The output vectors for an entity \(e\) is \(V_{URI}(e)\) (vector for the URI) and \(V_{word}(e)\) (vector for averaging the vectors of all the word tokens of \(e\), i.e. English label or URI name).

4. Downstream Tasks

  • (A) Class Membership Prediction: Train a model to predict the plausibility that \(e_1\) (instance) is a member of \(e_2\) (class), i.e. \(e_2(e_2)\). The input is \(\mathbf{x} = [\mathbf{e_1}, \mathbf{e_2}]\) and the output is a score \(y \in [0, 1]\). Prediction is made by binary machine learning classifier such as Random Forest. In training, for each positive sample \((e_1, e_2)\) with \(e_2(e_1)\), generate a negative sample \((e_1, e_2')\) such that \(\not e_2'(e_1)\) after entailment reasoning.

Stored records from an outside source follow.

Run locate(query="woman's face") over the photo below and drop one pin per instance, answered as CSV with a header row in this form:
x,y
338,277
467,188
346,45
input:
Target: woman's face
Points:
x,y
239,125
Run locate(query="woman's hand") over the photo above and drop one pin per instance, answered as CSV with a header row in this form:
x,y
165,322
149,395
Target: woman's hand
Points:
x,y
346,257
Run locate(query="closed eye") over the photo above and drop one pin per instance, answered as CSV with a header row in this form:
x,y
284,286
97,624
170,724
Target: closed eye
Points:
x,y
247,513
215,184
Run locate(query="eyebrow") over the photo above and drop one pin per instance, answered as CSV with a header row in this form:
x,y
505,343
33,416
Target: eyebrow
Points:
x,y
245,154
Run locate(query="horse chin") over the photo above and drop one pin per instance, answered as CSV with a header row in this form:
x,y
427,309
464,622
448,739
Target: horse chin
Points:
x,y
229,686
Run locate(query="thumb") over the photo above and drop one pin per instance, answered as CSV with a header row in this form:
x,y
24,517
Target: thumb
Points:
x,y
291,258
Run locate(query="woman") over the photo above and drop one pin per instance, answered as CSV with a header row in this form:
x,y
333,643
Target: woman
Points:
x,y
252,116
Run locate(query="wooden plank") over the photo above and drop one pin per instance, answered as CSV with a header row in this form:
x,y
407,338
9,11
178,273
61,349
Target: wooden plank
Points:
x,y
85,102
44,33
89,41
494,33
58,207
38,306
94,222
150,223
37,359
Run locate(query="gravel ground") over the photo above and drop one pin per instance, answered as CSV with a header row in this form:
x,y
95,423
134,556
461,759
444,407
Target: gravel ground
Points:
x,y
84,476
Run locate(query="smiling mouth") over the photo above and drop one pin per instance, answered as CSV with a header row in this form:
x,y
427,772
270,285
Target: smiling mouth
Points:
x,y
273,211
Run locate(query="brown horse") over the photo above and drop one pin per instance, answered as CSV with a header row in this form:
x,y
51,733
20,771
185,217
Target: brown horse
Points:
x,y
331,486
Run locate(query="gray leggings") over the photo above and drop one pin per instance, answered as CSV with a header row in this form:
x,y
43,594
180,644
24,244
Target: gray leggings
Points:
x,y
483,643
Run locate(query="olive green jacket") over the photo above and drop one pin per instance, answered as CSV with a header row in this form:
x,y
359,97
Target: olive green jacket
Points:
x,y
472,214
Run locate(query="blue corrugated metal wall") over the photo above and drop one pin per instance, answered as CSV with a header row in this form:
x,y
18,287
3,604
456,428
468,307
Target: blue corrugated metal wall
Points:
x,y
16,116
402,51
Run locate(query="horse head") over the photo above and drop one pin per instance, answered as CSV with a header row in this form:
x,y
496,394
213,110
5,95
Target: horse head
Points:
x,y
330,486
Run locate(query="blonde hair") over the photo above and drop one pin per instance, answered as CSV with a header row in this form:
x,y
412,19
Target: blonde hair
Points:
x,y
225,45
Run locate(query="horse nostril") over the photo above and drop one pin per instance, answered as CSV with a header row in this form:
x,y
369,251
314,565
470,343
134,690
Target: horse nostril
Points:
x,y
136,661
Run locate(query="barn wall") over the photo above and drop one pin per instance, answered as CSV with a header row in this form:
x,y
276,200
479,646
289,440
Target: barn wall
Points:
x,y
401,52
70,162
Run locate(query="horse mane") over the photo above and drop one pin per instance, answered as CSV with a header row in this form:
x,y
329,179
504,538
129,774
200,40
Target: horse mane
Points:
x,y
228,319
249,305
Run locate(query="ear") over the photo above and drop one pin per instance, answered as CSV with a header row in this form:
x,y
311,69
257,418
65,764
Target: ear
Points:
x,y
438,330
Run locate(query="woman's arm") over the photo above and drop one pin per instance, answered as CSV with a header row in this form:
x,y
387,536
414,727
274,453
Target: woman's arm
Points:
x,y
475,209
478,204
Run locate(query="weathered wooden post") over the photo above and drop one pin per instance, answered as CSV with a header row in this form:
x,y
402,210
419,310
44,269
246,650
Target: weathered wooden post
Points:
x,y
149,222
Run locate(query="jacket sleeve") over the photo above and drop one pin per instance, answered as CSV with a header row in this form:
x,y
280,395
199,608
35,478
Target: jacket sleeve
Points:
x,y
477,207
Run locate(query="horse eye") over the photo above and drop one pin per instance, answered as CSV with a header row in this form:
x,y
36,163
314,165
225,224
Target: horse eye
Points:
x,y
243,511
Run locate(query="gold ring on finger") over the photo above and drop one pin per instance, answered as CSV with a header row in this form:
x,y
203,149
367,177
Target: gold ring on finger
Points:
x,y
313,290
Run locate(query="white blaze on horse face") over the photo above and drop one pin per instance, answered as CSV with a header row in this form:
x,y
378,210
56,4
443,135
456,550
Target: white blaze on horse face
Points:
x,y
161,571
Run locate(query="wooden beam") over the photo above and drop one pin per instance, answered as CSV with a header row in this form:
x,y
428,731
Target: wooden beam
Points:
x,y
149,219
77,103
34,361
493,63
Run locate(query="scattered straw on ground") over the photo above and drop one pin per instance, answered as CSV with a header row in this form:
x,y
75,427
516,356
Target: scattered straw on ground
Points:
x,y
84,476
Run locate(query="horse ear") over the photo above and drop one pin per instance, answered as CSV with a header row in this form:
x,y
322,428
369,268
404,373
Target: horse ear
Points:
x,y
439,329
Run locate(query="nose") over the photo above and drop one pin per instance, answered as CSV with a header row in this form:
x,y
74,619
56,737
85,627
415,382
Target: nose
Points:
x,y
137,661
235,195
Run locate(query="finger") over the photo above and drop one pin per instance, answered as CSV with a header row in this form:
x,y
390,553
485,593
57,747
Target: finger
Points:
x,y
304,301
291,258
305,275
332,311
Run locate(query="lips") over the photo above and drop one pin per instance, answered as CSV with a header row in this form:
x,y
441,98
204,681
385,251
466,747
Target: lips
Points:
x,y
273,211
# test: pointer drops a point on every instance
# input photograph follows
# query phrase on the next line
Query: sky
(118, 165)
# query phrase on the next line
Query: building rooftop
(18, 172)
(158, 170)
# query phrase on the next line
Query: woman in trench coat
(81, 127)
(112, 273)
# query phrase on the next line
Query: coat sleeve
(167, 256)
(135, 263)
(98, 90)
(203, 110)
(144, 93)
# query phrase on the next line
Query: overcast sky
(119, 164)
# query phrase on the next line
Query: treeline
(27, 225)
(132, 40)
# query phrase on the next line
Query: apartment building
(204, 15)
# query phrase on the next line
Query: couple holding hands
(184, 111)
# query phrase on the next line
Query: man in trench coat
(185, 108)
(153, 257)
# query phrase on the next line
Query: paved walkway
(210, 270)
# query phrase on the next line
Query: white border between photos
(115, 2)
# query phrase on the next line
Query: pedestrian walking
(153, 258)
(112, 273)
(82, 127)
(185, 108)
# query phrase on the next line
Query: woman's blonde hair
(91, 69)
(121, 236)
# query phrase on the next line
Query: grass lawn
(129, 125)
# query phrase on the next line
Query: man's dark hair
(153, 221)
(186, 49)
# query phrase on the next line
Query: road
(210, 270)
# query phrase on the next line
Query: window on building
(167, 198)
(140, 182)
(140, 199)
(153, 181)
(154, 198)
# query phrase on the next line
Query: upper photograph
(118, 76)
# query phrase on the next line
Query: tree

  • (B) Class Subsumption Prediction (\(e_1 \sqsubseteq e_2\)) is a similar task except that both \(e_1\) and \(e_2\) are classes.

5. Evaluation

  • Data & Code in https://github.com/KRR-Oxford/OWL2Vec-Star.
  • Datasets: HeLis for task (A), FoodOn and GO for task (B). All partitioned into \(7:1:2\) (\(tra:val:tst\)).
  • Both tasks take a head entity, predict its class and compare it against the tail entity in the evaluation.
  • All the candidates are ranked according to predicted score, and metrics adopted are Hits@1, Hits@5, Hits@10 and MRR (Mean Reciprocal Rank).
    • Hits@\(n\) measures the recall of the ground truths within the top \(n\) ranking positions, i.e. at position \(n\), how many correct classes are predicted for the head entity.
    • MRR averages the reciprocals of the ranking positions of the ground truths.
  • Comparison against the traditional, the state-of-the-art and the previous OWL2Vec embedding models suggests that OWL2Vec* outperforms all of them, and it achieves great result (\(> 90\%\)) on HeLis dataset. The author argued that lexical information is vital for embedding real-world ontologies because even the pre-trained Word2Vec model outperforms those with only URI embeddings. The performance on FoodOn and GO is less promising and the author suggested that it results from the number of candidate classes (\(277\) vs. \(28,182\) vs. \(44,244\)).

6. Ablation Study

[Lexical Information]:

  • The lexical document leads to significant improvement when it is merged with the structure document.
  • Combined document leads to a limited positive impact. It benefits when only URI embeddings are used but it introduces nosie to the correlation between words when word embeddings are used.
  • URI embeddings show positive impact on (A) but negative on (B).

[Graph Structure]:

  • RDF Graph Mapping (W3C) keeps all the semantics but leads to redundancy; Projection rules gives more compact graph but approximate most axioms with logical constructors (semantic loss). The former is chosen unlike the original OWL2Vec where the latter is chosen.

  • WL Subtree Kernel performs better than Random Walk in the ablation settings.

[Logical Constructors]:

  • Logical structure alone gives relatively poor performance, but a positive impact when it works together with the graph structure; OWL2Vec* uses axiom sentences while RDF2Vec does not; Impact of Reasoner is limited.

[Pre-trained Corpus]:

  • Pre-trained Word2Vec does not help because the ontology is domain-specific.

7. Conclusion

OWL2Vec* extracts documents from the ontology that capture its graph structure, axioms of logical constructors, as well as its lexical information, and then learns a neural language model representation learning model for both entity URI and word embeddings. Future work includes incorporating new feature learning model architectures and better generalization.


References

  • Chen, Jiaoyan, Pan Hu, Ernesto Jiménez-Ruiz, Ole Magnus Holter, Denvar Antonyrajah and I. Horrocks. “OWL2Vec*: Embedding of OWL Ontologies.” ArXiv abs/2009.14654 (2020): n. pag.